JAKARTA, KOMPAS — Masyarakat sipil dan penyelenggara pemilu berkukuh tetap mempertahankan pemilihan kepala daerah langsung karena terbukti memberi dampak positif bagi kemajuan demokrasi di Indonesia. Wacana pemilihan kepala daerah kembali lewat Dewan Perwakilan Rakyat Daerah seperti yang dilontarkan Ketua Dewan Perwakilan Rakyat Bambang Soesatyo dinilai tidak lagi relevan.
Bayu Dwi Anggono, Direktur Pusat Kajian Pancasila Universitas Negeri Jember, Jawa Timur, menyatakan, siapa pun yang mengusulkan dan mendukung kembali pilkada dilakukan oleh DPRD harus membuka risalah persidangan amendemen Undang-Undang Dasar 1945. Dia mengatakan, pemilihan tidak langsung hanya berlaku untuk daerah berstatus istimewa, dalam hal ini DI Yogyakarta. Sementara untuk daerah otonom lainnya, pemilihan kepala daerah tetap digelar secara langsung.
Bayu mengatakan, pemilihan kepala daerah (pilkada) tidak langsung justru mempermudah melanggengkan politik dinasti dan menihilkan kemungkinan munculnya calon-calon kepala daerah yang berkualitas, baik secara pribadi maupun program kerjanya. Hal demikian akan mengurangi peluang rakyat memperoleh kepala daerah berkualitas dan menikmati pembangunan yang sesuai harapan rakyat.

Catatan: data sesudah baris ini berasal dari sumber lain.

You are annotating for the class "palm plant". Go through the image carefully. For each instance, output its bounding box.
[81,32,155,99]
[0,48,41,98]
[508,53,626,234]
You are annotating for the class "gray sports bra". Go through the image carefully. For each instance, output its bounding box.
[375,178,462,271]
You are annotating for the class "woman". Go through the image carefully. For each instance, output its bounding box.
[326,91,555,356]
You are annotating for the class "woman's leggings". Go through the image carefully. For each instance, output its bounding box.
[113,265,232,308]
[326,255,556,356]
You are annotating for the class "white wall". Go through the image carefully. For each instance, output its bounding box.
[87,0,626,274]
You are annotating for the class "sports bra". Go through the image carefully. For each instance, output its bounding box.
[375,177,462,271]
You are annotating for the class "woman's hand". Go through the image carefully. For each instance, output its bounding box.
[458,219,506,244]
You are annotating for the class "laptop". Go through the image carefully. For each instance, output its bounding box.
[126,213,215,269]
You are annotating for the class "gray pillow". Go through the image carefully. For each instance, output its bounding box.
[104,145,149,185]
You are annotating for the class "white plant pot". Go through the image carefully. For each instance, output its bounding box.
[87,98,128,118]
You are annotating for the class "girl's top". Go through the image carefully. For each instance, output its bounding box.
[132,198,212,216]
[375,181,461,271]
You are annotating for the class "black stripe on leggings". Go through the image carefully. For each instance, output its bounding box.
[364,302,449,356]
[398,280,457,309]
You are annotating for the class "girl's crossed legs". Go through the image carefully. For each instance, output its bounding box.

Ketua Komisi Pemilihan Umum Arief Budiman mengatakan, alasan banyak pihak yang menyatakan bahwa pilkada langsung menghabiskan biaya tinggi adalah tidak tepat. Menurut dia, sudah banyak komponen dalam tahapan pilkada yang pembiayaannya ditanggung oleh negara, seperti alat peraga kampanye.

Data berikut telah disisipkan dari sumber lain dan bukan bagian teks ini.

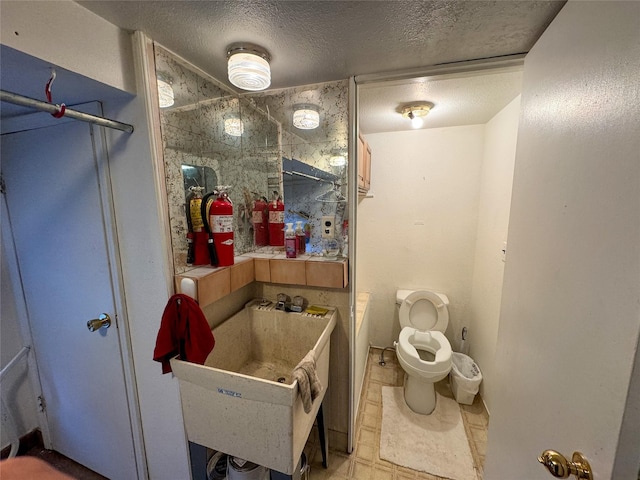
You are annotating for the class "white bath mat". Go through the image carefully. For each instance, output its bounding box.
[380,386,477,480]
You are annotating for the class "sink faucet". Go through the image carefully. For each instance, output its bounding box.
[290,295,306,312]
[276,293,289,311]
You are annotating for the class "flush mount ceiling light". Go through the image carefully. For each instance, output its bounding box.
[293,104,320,130]
[156,73,174,108]
[227,43,271,91]
[330,154,347,167]
[224,116,244,137]
[329,149,347,167]
[401,102,434,128]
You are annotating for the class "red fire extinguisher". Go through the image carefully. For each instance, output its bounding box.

Makin membaiknya tingkat kesadaran pemilih untuk memilih calon-calon yang berkualitas dari segi program juga dinilai Arief membuktikan bahwa penyelenggaraan pilkada langsung cukup mampu menekan politik uang. Meski tidak hilang 100 persen, kata Arief, pilkada langsung membuat calon kepala daerah ragu menggunakan politik uang untuk meraup suara pemilih.
Jalan pintas
Direktur Eksekutif Pusat Studi Konstitusi (Pusako) Universitas Andalas, Padang, Feri Amsari mengatakan, kekhawatiran partai politik terhadap pilkada langsung adalah karena partai politik tidak memiliki kader yang populer.
Partai politik yang tidak memiliki kader yang populer di kalangan masyarakat akan kesulitan untuk berkontestasi dalam pilkada langsung. Hal ini mendorong partai politik melontarkan wacana pilkada melalui DPRD sebagai jalan pintas untuk berkuasa.